Através da referência dessa citação, patenteia-se a consciência de que o galego está muito mais ligado ao português do que ao castelhano. Em relação ao galego, segundo o Informe Comunitário Produção e Reprodução dos Grupos Minoritários da UE, a situação é bastante satisfatória, somando vinte e um pontos de um máximo possível de vinte oito, relativos ao grau de ameaça de extinção. Talvez seja por isso que não consta entre as línguas em perigo na Europa no Livro Vermelho da UNESCO. A longa história da língua galega e uma consideração serena de sua situação atual no quadro das línguas ibéricas permitem um otimismo moderado quanto à sua perenidade. Inicialmente, segundo tese aceitável de Xavier Frias Conde, o galego-português representou um tronco lingüístico do qual se originaram o galego e o português; esse galego-português foi o veículo de expressão literária dos cancioneiros desde a primeira metade do século XIII. Posteriormente, porém, vicissitudes políticas separaram em dois ramos a língua comum. Enquanto o português acompanhava seus falantes em direção ao sul e absorvia outras influências, como a do moçárabe, o galego integrava um país, cuja língua oficial era o castelhano. Desse modo, a língua dos poetas da chamada Escola Gelego-Castelhana e dos escritores em prosa do século XIV em diante apresenta diferenças consideráveis, que não mais se confunde com o português. O fato de ocupar um território, cuja língua nacional não é a sua de origem, explica as inevitáveis influências castelhanas. Enquanto os escritores, mais conscientes de seu próprio idioma, evitavam cuidadosamente os castelhanismos desnecessários, o povo os assimilava com facilidade. Como o catalão, o galego sofreu restrições no decurso da História, sobretudo sob o regime do Generalíssimo Franco, sendo-lhe impostas as mesmas restrições, citadas acima, que ao catalão. Entretanto, as resistências opostas pelos galegos a tais imposições não foram tão fortes nem tão radicais quanto as dos catalães, divididos aqueles como estavam e, de certo modo, ainda estão, em duas correntes bem distintas. Enquanto uma procura aproximar-se o mais possível do castelhano, outra, mais conservadora, quer revitalizar suas raízes galego-portuguesas. Não é difícil perceber que os primeiros encaram a questão de modo mais político, enquanto os segundos contemplam mais os aspectos lingüísticos, sob cujo ângulo está inseparável e estruturalmente muito mais ligado ao português.

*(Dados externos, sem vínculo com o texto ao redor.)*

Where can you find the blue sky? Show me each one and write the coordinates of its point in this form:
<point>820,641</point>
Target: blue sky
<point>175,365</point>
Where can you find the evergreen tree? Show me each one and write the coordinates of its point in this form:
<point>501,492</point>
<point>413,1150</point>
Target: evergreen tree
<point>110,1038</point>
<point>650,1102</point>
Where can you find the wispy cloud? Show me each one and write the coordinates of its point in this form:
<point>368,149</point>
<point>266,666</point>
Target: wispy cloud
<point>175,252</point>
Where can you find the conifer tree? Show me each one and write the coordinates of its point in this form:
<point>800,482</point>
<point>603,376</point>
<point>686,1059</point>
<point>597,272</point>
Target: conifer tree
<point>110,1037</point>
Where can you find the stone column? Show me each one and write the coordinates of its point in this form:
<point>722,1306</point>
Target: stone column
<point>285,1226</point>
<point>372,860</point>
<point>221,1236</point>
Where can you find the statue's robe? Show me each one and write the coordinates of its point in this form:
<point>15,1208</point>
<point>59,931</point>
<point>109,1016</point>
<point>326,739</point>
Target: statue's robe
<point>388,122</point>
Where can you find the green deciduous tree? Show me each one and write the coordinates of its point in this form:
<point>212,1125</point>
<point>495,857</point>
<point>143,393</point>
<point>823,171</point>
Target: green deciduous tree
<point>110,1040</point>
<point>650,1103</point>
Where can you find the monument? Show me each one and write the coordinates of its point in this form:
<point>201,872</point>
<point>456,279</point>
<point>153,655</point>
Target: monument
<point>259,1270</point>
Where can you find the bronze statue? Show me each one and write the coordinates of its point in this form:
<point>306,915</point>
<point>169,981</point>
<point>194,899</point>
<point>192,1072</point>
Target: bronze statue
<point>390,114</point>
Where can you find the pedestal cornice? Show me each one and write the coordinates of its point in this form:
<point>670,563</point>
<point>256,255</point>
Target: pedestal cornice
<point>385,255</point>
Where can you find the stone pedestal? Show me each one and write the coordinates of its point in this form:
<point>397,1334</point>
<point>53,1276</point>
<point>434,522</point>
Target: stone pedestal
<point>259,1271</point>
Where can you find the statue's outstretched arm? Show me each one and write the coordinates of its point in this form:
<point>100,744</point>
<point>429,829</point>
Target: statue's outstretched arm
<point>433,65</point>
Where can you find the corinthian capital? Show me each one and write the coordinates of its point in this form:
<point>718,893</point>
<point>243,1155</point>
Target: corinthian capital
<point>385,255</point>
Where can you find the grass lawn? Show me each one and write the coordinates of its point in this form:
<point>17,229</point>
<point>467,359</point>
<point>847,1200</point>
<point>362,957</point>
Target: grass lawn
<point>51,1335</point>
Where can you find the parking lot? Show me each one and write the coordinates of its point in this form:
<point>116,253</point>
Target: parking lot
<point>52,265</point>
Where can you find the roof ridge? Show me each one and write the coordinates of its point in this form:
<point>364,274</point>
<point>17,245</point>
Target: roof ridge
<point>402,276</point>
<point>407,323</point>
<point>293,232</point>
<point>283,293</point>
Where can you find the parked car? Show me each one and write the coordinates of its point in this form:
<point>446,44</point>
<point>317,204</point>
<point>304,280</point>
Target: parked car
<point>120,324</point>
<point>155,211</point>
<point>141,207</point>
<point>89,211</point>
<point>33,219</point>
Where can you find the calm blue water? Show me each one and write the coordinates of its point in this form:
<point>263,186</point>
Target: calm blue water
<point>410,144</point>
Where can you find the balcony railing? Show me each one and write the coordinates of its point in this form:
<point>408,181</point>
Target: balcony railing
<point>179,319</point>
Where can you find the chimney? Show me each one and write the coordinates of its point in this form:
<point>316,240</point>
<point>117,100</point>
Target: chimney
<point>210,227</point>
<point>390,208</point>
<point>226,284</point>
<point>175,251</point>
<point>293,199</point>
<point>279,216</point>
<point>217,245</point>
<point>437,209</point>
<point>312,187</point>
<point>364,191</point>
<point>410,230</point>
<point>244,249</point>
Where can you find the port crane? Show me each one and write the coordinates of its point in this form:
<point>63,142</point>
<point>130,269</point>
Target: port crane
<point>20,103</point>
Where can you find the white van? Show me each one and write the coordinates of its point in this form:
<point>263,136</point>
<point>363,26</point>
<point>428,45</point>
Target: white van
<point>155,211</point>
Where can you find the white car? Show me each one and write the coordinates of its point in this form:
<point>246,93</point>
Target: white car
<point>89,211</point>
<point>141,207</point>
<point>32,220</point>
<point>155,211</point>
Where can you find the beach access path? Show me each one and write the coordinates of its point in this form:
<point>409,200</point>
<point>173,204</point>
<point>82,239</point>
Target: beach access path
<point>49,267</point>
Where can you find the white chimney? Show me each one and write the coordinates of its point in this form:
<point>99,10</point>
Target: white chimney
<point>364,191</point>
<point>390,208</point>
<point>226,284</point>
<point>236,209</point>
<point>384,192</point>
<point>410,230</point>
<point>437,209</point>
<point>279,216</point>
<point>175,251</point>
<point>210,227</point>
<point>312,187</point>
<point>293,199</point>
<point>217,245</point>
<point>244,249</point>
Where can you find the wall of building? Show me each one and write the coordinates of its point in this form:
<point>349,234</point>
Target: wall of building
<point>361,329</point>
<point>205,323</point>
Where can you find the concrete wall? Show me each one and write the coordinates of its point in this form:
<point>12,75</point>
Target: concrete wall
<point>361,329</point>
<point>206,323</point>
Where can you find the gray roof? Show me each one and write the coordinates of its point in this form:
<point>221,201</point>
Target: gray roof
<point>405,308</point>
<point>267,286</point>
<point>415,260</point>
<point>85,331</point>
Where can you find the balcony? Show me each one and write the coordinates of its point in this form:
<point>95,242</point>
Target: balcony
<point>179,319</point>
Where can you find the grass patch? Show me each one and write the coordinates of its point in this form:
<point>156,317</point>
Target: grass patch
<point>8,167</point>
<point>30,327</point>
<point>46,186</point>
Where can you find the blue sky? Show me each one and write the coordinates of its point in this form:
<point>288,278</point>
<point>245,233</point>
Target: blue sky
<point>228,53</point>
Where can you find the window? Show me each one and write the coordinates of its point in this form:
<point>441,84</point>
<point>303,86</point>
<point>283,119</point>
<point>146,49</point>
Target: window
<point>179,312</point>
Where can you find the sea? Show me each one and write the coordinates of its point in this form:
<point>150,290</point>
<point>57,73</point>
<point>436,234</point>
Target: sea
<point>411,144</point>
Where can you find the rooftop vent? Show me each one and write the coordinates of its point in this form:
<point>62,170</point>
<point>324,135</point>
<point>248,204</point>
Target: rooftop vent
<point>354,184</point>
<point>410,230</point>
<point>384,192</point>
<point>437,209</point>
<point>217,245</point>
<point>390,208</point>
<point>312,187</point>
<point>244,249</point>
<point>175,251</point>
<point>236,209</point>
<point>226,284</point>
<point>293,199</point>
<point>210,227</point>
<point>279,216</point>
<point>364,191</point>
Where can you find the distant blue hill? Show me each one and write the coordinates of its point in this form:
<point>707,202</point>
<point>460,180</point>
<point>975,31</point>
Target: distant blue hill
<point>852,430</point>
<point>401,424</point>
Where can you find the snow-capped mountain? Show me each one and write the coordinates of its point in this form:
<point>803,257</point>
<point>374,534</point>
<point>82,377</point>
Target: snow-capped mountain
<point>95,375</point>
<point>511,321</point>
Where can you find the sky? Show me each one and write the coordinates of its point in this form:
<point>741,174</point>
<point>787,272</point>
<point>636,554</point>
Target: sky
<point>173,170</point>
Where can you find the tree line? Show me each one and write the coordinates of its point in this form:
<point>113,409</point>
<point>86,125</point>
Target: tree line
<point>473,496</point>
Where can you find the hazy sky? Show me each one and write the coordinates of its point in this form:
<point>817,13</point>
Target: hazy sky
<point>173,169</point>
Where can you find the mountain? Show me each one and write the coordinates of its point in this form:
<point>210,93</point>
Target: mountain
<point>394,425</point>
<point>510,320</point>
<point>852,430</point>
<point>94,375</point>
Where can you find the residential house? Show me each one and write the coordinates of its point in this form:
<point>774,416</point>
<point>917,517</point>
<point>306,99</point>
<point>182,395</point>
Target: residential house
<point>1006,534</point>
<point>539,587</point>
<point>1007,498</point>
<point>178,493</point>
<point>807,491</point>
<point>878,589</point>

Atualmente, a imensa maioria dos habitantes da Galiza, composta pelas províncias de A Coruña, Lugo, Orense e Pontevedra, bem como nas zonas de fronteira lingüística com as províncias vizinhas de Oviedo, León e Zamora, falam o galego. No campo, geralmente se manteve o monolingüismo galego; as cidades apresentam um panorama mais castelhanizado, embora o galego seja o meio de comunicação no âmbito privado, segundo ficou demonstrado pelo Mapa Sociolingüístico Galego, elaborado desde 1991 pelo Seminário de Sociolingüística da Real Academia Galega. Quanto ao número de falantes, divergem os dados, mesmo os fornecidos pela Internet. Conforme o Mapa Sociolingüístico Galego, de um total de 2.659.578 pessoas, entendem o galego 2.455.000 e 2.100.000 o falam. O Informe Comunitário da União Européia dá um total de 2.420.000 falantes, assinalando ainda que “o fomento das línguas na Espanha, nos últimos anos, tem sido muito grande”, só comparável ao observado na Bélgica e na Suíça, países que têm mais de uma língua oficial em seu território.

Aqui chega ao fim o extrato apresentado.